Streit um den Lehrerstreik

Bildungsrauschen

  • Lena Tietgen
  • Lesedauer: 3 Min.

Die derzeitigen Tarifauseinandersetzungen des öffentlichen Dienstes tragen verstärkt die angestellten Lehrer. Laut gew.de gingen in der ersten Streikwoche mehr als 15 000 auf die Straße, um ihrer Forderung nach 5,5 Prozent Lohnerhöhung Nachdruck zu verleihen. Erstmalig sind auch Thüringens Lehrer dabei. Am vergangenen Mittwoch weitete die GEW die Warnstreiks noch einmal aus.

In den Medien fand der Streik ein breites Echo. Einige, darunter sueddeutsche.de und ard.de betrieben Aufklärung und schilderten ihren Lesern, wann und wo gestreikt wurde. welt.de zeigte sich auf ihre Weise solidarisch, denn »aus feudalen Beamtenfesseln erlöste, selbstbewusste Lehrer sind ein Fortschritt«. So sei der Streik Ausdruck einer »modernen Wissensgesellschaft« und der »Preis der Nicht-mehr-Verbeamtung der Lehrerschaft«. Dieser sollte »lächelnd entrichtet« werden.

Sieht man von der etwas schiefen Metaphorik ab, überrascht der Beistand des konservativen Blattes keineswegs. In den letzten Jahren hat sich ein Wechsel von einer verbeamteten Lehrerschaft zu einer angestellten vollzogen. Den 600 000 verbeamteten Lehrern stehen mittlerweile 200 000 angestellte gegenüber. Für welt.de eine gute Entwicklung, denn Beamte seien »auf Lebenszeit angestellt« und damit »praktisch auch bei erwiesener Unfähigkeit unkündbar, beihilfe- und pensionsberechtigt«.

Ob dem so ist, sei dahingestellt. Eine Grafik der GEW zeigt eher ein Nord-Ost-/Süd-West-Gefälle. Demnach sind in Mecklenburg-Vorpommern knapp 100 Prozent der Lehrer angestellt beschäftigt, hingegen in Baden-Württemberg nur rund 10 Prozent.

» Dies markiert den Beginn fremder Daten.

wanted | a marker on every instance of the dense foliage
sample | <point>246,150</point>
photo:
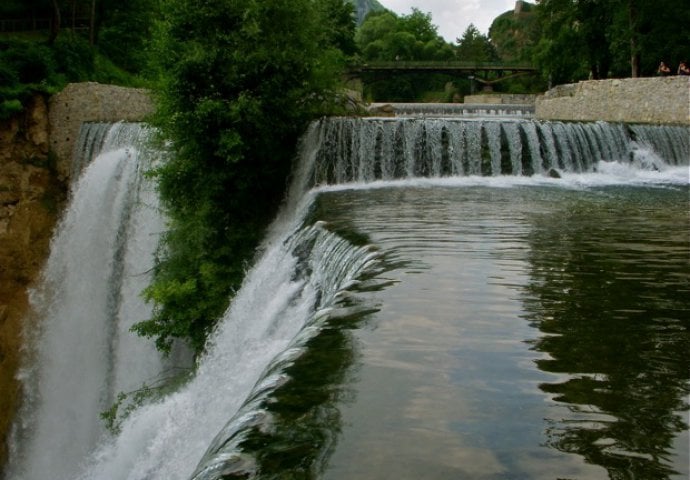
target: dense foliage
<point>385,36</point>
<point>42,48</point>
<point>239,81</point>
<point>619,38</point>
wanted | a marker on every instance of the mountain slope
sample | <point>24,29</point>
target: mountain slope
<point>363,7</point>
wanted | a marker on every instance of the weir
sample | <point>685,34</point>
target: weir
<point>81,354</point>
<point>303,290</point>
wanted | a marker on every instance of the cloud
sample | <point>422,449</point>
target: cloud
<point>454,16</point>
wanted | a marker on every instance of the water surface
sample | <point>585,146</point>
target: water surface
<point>530,332</point>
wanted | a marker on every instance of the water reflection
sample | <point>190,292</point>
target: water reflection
<point>609,290</point>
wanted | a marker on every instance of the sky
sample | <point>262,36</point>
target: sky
<point>454,16</point>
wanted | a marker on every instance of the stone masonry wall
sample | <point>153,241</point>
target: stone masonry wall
<point>35,158</point>
<point>658,100</point>
<point>91,102</point>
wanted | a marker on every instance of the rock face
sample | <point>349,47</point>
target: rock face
<point>31,197</point>
<point>36,150</point>
<point>659,100</point>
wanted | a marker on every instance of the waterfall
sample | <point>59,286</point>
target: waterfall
<point>103,251</point>
<point>81,351</point>
<point>369,149</point>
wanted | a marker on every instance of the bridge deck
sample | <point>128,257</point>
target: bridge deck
<point>484,72</point>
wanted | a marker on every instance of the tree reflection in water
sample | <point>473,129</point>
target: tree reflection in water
<point>609,290</point>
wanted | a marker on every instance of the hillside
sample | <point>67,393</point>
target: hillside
<point>363,7</point>
<point>513,32</point>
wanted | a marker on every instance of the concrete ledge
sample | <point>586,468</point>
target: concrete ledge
<point>91,102</point>
<point>659,100</point>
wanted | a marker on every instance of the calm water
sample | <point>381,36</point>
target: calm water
<point>527,332</point>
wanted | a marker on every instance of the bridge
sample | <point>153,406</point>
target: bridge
<point>486,73</point>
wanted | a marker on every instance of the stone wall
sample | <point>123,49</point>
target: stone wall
<point>659,100</point>
<point>502,98</point>
<point>91,102</point>
<point>35,158</point>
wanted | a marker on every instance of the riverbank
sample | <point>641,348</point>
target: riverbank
<point>657,100</point>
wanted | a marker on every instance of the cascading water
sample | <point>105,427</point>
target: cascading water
<point>304,285</point>
<point>82,353</point>
<point>365,150</point>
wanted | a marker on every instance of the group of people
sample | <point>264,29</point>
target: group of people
<point>683,69</point>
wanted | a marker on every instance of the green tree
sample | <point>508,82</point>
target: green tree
<point>475,47</point>
<point>385,36</point>
<point>240,79</point>
<point>598,39</point>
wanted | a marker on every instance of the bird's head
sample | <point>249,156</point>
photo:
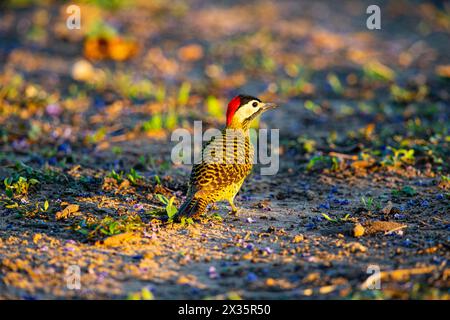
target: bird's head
<point>243,109</point>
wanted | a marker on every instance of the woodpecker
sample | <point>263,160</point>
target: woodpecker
<point>226,161</point>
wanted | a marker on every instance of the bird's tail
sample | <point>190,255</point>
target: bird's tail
<point>192,207</point>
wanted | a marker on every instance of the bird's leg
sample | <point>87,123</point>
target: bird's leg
<point>234,209</point>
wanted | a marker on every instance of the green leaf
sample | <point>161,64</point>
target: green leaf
<point>162,198</point>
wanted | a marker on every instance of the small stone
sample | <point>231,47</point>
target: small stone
<point>298,238</point>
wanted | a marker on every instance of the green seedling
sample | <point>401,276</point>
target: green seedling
<point>19,187</point>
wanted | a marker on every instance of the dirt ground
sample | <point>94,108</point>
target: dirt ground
<point>349,196</point>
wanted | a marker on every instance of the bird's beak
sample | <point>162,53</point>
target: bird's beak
<point>269,105</point>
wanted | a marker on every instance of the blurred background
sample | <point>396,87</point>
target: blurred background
<point>86,117</point>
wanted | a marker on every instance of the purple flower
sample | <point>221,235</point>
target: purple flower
<point>250,246</point>
<point>325,205</point>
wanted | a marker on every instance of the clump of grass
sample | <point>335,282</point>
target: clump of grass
<point>18,187</point>
<point>97,136</point>
<point>405,191</point>
<point>154,123</point>
<point>399,157</point>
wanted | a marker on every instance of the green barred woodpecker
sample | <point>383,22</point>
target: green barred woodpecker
<point>227,159</point>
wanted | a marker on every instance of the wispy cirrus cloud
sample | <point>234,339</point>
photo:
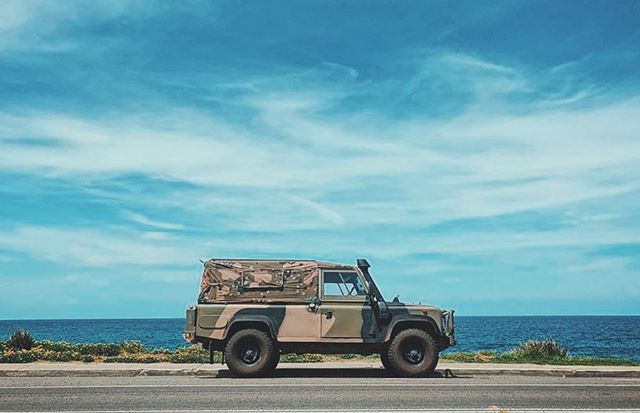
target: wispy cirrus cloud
<point>131,147</point>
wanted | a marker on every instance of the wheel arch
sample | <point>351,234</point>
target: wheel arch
<point>423,323</point>
<point>242,322</point>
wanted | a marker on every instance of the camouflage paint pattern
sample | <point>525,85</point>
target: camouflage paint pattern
<point>259,281</point>
<point>281,291</point>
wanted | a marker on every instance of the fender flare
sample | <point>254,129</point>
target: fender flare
<point>253,319</point>
<point>414,320</point>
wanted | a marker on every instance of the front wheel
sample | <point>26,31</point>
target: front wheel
<point>250,353</point>
<point>412,353</point>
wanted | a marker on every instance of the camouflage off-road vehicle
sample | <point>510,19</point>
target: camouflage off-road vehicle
<point>255,310</point>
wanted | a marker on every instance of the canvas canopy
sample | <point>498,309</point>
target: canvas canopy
<point>231,280</point>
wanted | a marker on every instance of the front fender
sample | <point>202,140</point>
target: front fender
<point>412,321</point>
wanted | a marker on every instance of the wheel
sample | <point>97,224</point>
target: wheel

Auf spiegel.de konnte der angestellte Lehrer Tom Erdmann sein Einkommen darlegen. Als kinderloser und unverheirateter Mann verdiene er 2700 Euro netto im Monat. Ihm blieben nach Abzug aller Fixkosten 700 Euro frei verfügbar. So gesehen sei er zwar ein »Gutverdiener«, streike aber für einen Lohn, der in einem angemessenen Verhältnis zu dem seiner verbeamteten Kollegen stehe.

Für Erdmanns Kollegin aus Mecklenburg-Vorpommern ist der Streik der Lehrer dagegen ein »Jammern auf hohem Niveau«. Sie wisse, dass die Beamten um die 500 Euro mehr verdienten, käme aber »gut längs« und genieße es, sich nicht »vor dem Amtsarzt rechtfertigen, vor Zeitungsinterviews um Erlaubnis bitten oder darauf hoffen zu müssen, ob ein Schulwechsel gestattet wird oder nicht«.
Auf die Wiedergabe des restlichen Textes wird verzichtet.